The other day I was using a car to get home from work, and in front of me at a traffic signal was a Cadillac with what might have been the Single Ugliest Rear End of All Time. This honor was once held firmly by the Pontiac Aztec, but in recent years our friends in Asia have produced some marvelously hideous-looking cars. Mind-boggling, to tell the truth.
So I guess the boys at General Motors decided to give the guy who made the Aztec another shot at glory. (This Caddy’s rear definitely had some of those Aztecan sensibilities.) They managed to find the storage room where they’d been keeping him, brushed most of the dust off him, and turned him loose on the newest Caddy. I thought I’d go to the Cadillac Web site and poach a picture so we could all appreciate the grotesquery.
Only, when I go to the Cadillac Web site, I see that while their CTS-V coupe rear (the closest match to what I saw) is by no means pretty (vast plains of plastic, almost no glass), it lacks those finishing details of the one I saw that put it into the running for all-time ugliest. Which means that they’ve already thought better of the horrid design. Maybe GM put it out for one year to reclaim the ugly crown, then backed off to merely “rather ugly” so people would buy the car. If someone were to say to me, “You know, I kind of like that look”, I would merely shrug and wonder quietly to myself what the hell is wrong with that person. But I know those people are out there.
On the subject of ugly cars, every once in a while I put “Electric Roadster” into my search engine to see if there’s any news on a viable electric replacement for my aging Miata coming down the pike. The answer is, alas, “not yet.” Tesla has announced a retrofit to its lotus-based roadster to put in better battery technology, so that’s progress.
The search engine results provide a wide range of things claiming to be electric roadsters. Most of them are not. Golf carts are not roadsters, even when they look like this:
If it can’t go more then 25 mph, it’s not a roadster. http://californiaroadster.com/rlimo.php
And then come the ugly ones. Boy howdy. The overall trend in automotive design these days is to add fiddly bits and creases to the car until there’s no surface area left to add bits to. Take this monstrosity:
Pride forbids me from considering this vehicle. http://torqev.com
It is clearly designed to appeal to men, and the performance numbers are quite impressive. But… wow.

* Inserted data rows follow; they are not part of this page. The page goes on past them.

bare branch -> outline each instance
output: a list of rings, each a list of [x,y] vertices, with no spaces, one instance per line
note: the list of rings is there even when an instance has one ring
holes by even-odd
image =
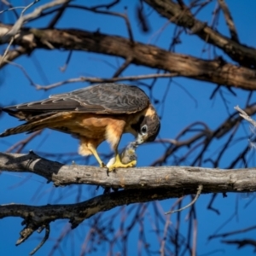
[[[235,26],[231,14],[229,10],[229,8],[228,8],[225,1],[224,0],[218,0],[218,2],[223,10],[224,15],[226,23],[227,23],[230,32],[231,39],[239,43],[237,32],[236,32],[236,26]]]
[[[183,211],[184,209],[187,209],[189,207],[190,207],[192,205],[194,205],[195,203],[195,201],[197,201],[197,199],[199,198],[200,196],[200,194],[201,193],[201,190],[203,189],[203,186],[202,185],[199,185],[198,188],[197,188],[197,192],[196,192],[196,195],[195,196],[195,198],[185,207],[180,208],[180,209],[177,209],[177,210],[173,210],[173,211],[170,211],[170,212],[165,212],[165,214],[172,214],[174,212],[182,212]]]
[[[9,27],[0,25],[2,29]],[[25,38],[16,39],[15,44],[32,44],[32,47],[47,49],[66,49],[91,51],[124,59],[132,58],[131,63],[148,67],[160,68],[171,73],[177,73],[198,80],[204,80],[226,86],[235,86],[244,90],[255,90],[256,73],[253,70],[237,67],[223,60],[205,61],[169,52],[153,45],[134,43],[126,38],[93,33],[85,31],[66,29],[30,29],[24,30],[32,41],[27,42]],[[255,54],[256,55],[256,54]]]
[[[108,173],[106,168],[89,166],[64,166],[28,154],[0,154],[0,170],[32,172],[44,177],[55,186],[96,184],[119,189],[172,188],[176,196],[194,194],[198,185],[205,193],[256,191],[256,170],[221,170],[202,167],[160,166],[119,168]],[[173,192],[174,193],[174,192]]]
[[[23,9],[20,17],[18,19],[18,20],[15,22],[15,24],[13,26],[13,27],[3,37],[1,38],[2,43],[8,43],[11,38],[15,37],[16,34],[19,33],[22,26],[26,22],[29,21],[32,19],[35,19],[35,18],[38,17],[44,10],[52,8],[52,7],[55,7],[55,6],[57,6],[57,5],[60,5],[60,4],[63,4],[66,2],[67,2],[68,0],[55,0],[55,1],[53,1],[50,3],[48,3],[44,5],[41,5],[41,6],[38,7],[31,14],[23,15],[24,12],[29,7],[31,7],[31,5],[36,3],[39,0],[35,0],[32,3],[31,3],[26,9]]]
[[[144,0],[160,15],[177,26],[186,27],[207,44],[221,49],[232,60],[247,67],[255,68],[255,49],[228,38],[212,29],[207,23],[196,20],[189,8],[181,8],[179,3],[169,0]]]
[[[241,116],[244,119],[246,119],[247,121],[251,123],[254,127],[256,127],[256,121],[254,121],[250,116],[248,116],[245,111],[241,109],[239,106],[236,106],[234,108],[240,112],[240,116]]]
[[[80,77],[77,79],[70,79],[65,81],[57,82],[55,84],[51,84],[49,85],[39,85],[33,84],[36,86],[37,90],[49,90],[55,87],[58,87],[63,84],[70,84],[70,83],[79,83],[79,82],[90,82],[90,83],[113,83],[119,81],[135,81],[135,80],[142,80],[142,79],[150,79],[155,78],[173,78],[176,77],[177,73],[153,73],[147,75],[139,75],[139,76],[128,76],[128,77],[121,77],[121,78],[112,78],[112,79],[104,79],[104,78],[89,78],[89,77]]]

Along those same lines, only much more expensive, we find Detroit Electric’s entry in the field.
Maybe in person it wouldn’t seem so ugly. http://detroit-electric-group.com/sp01.html
There are some angles that make this car look kind of nice. Others, bleah. The Detroit Electric Web site seems to be aware of this, and you have to dig to see a view of the car from more than two feet off the ground. But holy crap, the performance numbers are mighty impressive. What a pleasure it would be to be stuck in stop-and-go traffic in this baby.
The Europeans, meanwhile, are heading off in a distinctly different direction. While this vehicle doesn’t fit my definition of ‘roadster’, that hasn’t stopped other people from calling it that:
A car like this will not grace our streets any time soon, and while I’m not too sure about this design, at least it’s ugly in a different way that I find encouraging. More ugly-because-it-doesn’t-look-like-anything-we’ve-seen-before ugly, than ugly-because-we-had-to-add-more-fiddly-bits-to-make-it-distinctive ugly.
Finally we have this car, a one-off unconstrained by having to conform to any laws, that shows that out there are still some automotive designers who haven’t fallen into the more-is-better trap. We can thank the Italians for this one, and we can thank the Germans for paying them to build it:
Awesome inside and out – unconstrained by practicality. Design Boom
This is actually not the most flattering picture of the car, but it does show a lot of the design elements. It really is a clean design, and the interior of the car, especially the control panel, are awesome. The article linked in the picture caption is interesting as well, showing the process of building the car.
Music to my ears:
‘In this car all unnecessary equipment or decoration is sacrificed, as performance is gained through lightness and efficiency of the bodywork and interior.
Who knows? That might be my next car, right there, if they can keep the original aesthetic intact and get it to market.